I just had a moment. One of my mates has been taking something for her weight, and I just thought what the hell. I've heard so much about Mounjaro, my fat is killing me, why do I keep thinking that I must only do it the hardest way possible?

Also I will add: I've been doing 35-45 minutes of cardio EVERY DAY since taking those blood tests seriously late last year. I actually eat very healthily, especially during the week. I don't have takeaways, I gave up fast food decades ago, etc. On my usual weeks I lose weight during the week and gain some back at the weekend. Over and over again. Given that I literally weigh all of my food, I do genuinely suspect I have something wrong which is making it so much harder now to lose weight.

So yes, I'm taking these injections now. I don't think it's a morality contest. It's a shame that it seems to be.

SpecialPerson · 09/09/2024 08:35

Hi All, I have been looking into this and quite interested myself. How are people finding it, I am looking through the comments and sounds like it seems to be helping at keeping weight off and helping with 'not feeling hungry' which is obviously a big part of it. BUT does it actually make you loose weight? Thanks in advance.

MinervaMcGonagallsCat · 09/09/2024 08:37

SpecialPerson · 09/09/2024 08:35

Hi All, I have been looking into this and quite interested myself. How are people finding it, I am looking through the comments and sounds like it seems to be helping at keeping weight off and helping with 'not feeling hungry' which is obviously a big part of it. BUT does it actually make you loose weight? Thanks in advance.

I've been on it 6 weeks and have lost 12lbs so far.

SpecialPerson · 09/09/2024 08:39

@MinervaMcGonagallsCat Thank you that's amazing.

MargoLivebetter · 09/09/2024 09:56

I don't think the injection makes you lose weight as such. It definitely enables me to stick to a calorie controlled diet with ease. I'm not hungry, have no food cravings and get full much more quickly. I'm just going into my 4th week and I've lost 10.5lb.

OvaHere · 09/09/2024 10:20

Soukmyfalafel · 14/06/2024 11:12

To be frank, I'm just very busy and don't have heaps of time to pour into healthy living. Life gets in the way. Lots of people posting on weightloss boards who manage a good diet and vigourous exercise everyday probably don't have young kids, full time jobs and a house to run. It was the 'thinking' aspect of it I struggled with.

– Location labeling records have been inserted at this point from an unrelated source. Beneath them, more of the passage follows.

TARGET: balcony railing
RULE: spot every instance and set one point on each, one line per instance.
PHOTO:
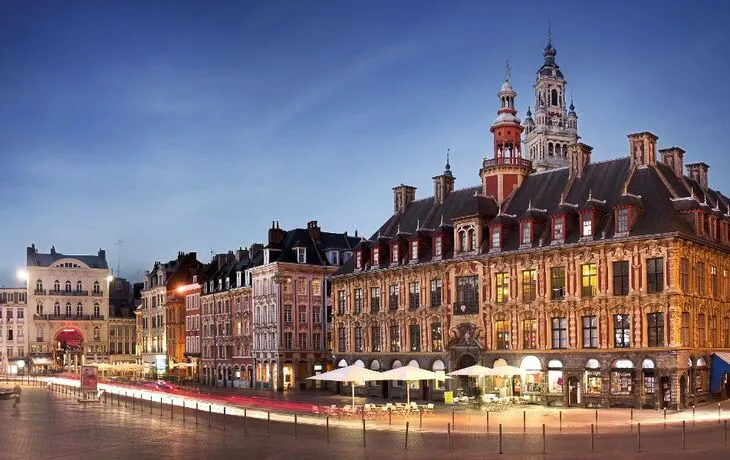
(48, 317)
(514, 161)
(466, 308)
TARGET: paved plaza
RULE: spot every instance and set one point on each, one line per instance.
(54, 425)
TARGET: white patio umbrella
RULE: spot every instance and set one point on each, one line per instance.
(410, 374)
(351, 374)
(471, 371)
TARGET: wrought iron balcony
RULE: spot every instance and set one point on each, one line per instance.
(48, 317)
(466, 308)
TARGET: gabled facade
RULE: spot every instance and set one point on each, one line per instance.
(607, 283)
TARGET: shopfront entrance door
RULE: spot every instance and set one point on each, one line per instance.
(572, 391)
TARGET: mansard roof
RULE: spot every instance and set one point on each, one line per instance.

I eat fairly healthy and try to go for a walk everyday and gym x2 a week, but I'm very time poor, have a son that has a sleep disorder, so poor sleep too. I just needed to reduce my portion sizes and couldn't manage to do this. As weird as it sounds, I'm on autopilot a lot and couldn't mentally remind myself I was on a diet. Sounds lame, but hard to explain. Mounjaro tooking the thinking aspect away and made it easier to focus.

I will add that most of my adult life I've had a BMI under 24 too. Middle age hasn't helped.

Can relate to this. I've incorporated exercise into my life okay but I find the thinking and planning aspects of special diet plans too stressful.

I've had some success with fasting previously and thought I'd found my thing but I needed to be very rigid about my eating window and I would fall off the wagon when routine changed happen e.g. going on holiday, Christmas season etc. As soon as the spell was broken I'd find it really difficult to get back to the mindset needed.

Not started yet (waiting for it to arrive) but I'm trying it because I'm nearly 50, carrying most of the weight as belly fat and am increasingly concerned about the health implications of this the longer it stays. As someone above said once it's gone or going I can try to address how to prevent the pounds creeping back on but my risk for things like diabetes should be greatly reduced in the meantime.